Moreover, the Medicaid precedent also raises the question of what other costly federal programs states may object to—and refuse to implement if they forego the funding that comes with it? During the Court’s hearing on the ACA, Justices Sonia Sotomayor and Elena Kagan both noted that limiting Congress’ spending authority—as the Court majority did in this case—could limit Congress’s responses in national crises.
“When future Spending Clause challenges arrive, as they likely will in the wake of today’s decision, how will litigants and judges assess whether “a State has a legitimate choice whether to accept the federal conditions in exchange for federal funds”?” wrote Ginsburg, quoting Roberts. “Are courts to measure the number of dollars the Federal Government might withhold for noncompliance?”
“The portion of the State’s budget at stake? And which State’s—or States’— budget is determinative: the lead plaintiff, all challenging States (26 in this case, many with quite different fiscal situations), or some national median? Does it matter that Florida, unlike most States, imposes no state income tax, and therefore might be able to replace foregone federal funds with new state revenue? Or that the coercion state officials in fact fear is punishment at the ballot box for turning down a politically popular federal grant?
“The coercion inquiry, therefore, appears to involve political judgments that defy judicial calculation.”
Ginsburg said the majority’s Medicaid analysis was exactly the opposite of how the Constitution envisioned the separation of powers between Congress and the states.

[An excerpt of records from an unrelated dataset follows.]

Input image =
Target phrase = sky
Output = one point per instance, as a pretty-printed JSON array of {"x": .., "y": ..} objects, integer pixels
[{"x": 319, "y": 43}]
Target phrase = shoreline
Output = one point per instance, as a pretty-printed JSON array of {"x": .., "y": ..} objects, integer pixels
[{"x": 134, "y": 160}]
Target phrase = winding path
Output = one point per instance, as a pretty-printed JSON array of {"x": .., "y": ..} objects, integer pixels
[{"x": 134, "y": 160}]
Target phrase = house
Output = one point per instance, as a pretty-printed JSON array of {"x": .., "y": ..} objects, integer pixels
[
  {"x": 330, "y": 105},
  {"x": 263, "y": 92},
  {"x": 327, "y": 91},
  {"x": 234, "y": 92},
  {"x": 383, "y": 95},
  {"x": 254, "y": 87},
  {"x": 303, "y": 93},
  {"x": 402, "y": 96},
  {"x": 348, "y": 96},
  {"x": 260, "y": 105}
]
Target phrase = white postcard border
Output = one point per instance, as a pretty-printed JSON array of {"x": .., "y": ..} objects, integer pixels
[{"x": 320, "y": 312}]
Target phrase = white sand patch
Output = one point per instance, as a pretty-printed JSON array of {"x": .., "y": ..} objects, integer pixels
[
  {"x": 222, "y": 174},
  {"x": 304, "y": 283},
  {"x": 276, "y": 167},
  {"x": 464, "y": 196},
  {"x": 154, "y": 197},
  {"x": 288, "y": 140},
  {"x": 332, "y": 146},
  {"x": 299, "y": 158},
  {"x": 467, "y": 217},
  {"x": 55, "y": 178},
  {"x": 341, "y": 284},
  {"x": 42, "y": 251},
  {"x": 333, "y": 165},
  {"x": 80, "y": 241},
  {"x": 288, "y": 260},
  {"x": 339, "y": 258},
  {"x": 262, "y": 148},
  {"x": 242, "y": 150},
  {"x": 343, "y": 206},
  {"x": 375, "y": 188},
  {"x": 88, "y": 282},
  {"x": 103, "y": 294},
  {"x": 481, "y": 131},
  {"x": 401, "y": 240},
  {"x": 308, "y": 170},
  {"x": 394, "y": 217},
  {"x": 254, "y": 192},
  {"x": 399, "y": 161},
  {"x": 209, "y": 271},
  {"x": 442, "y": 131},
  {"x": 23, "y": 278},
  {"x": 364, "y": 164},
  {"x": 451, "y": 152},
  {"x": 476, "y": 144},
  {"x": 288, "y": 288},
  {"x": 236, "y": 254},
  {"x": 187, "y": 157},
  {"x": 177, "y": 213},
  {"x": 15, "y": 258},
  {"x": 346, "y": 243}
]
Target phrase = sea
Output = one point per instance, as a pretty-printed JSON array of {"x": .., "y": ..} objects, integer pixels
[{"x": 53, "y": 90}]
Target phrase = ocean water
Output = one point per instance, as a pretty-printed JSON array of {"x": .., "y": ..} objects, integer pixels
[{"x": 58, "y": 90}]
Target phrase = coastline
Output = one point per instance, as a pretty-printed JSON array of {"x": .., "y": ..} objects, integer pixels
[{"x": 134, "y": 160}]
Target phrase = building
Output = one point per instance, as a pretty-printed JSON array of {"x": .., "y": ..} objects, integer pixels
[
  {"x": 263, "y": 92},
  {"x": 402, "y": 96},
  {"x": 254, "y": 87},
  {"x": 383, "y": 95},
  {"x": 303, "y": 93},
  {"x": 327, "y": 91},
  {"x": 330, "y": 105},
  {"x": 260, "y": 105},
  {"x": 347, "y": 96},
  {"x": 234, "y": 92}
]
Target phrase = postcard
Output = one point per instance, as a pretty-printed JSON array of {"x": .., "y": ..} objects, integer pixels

“At bottom, my colleagues’ position is that the States’ reliance on federal funds limits Congress’ authority to alter its spending programs,” she wrote. “This gets things backwards: Congress, not the States, is tasked with spending federal money in service of the general welfare. And each successive Congress is empowered to appropriate funds as it sees fit.”
While many commentators praised the decision for not overturning the ACA, and lauded the Chief Justice for siding with the Court’s moderates, they are overlooking how pro-business, radical and politicized the ACA ruling is. Those politics will not just play out in the presidential campaign, where Mitt Romney on Thursday again vowed to overturn the law if elected, but inside red states as anti-Obama GOP leaders will use Medicaid as a political pawn.
Looking further down the road, the Medicaid precedent will tempt other states’ rights rebellions to rise, and also curtail Congress’s ability to respond—as a nation of 50 states—in a national emergency. Not only is the Roberts' ruling entirely pro-business, by sending tens of millions of new customers to insurers while limiting state expansion of public care, it is based on a right-wing vision of a shrunken Constitution and diminished congressional powers.
That is as radical a reshaping of congressional powers to regulate economic issues as the Citizens United was a radical reshaping of the campaign finance landscape. If you are reading media accounts praising Roberts, read Ginsburg’s dissent. It reveals just how pro-business, ideological and ahistorical the Court under Roberts truly is.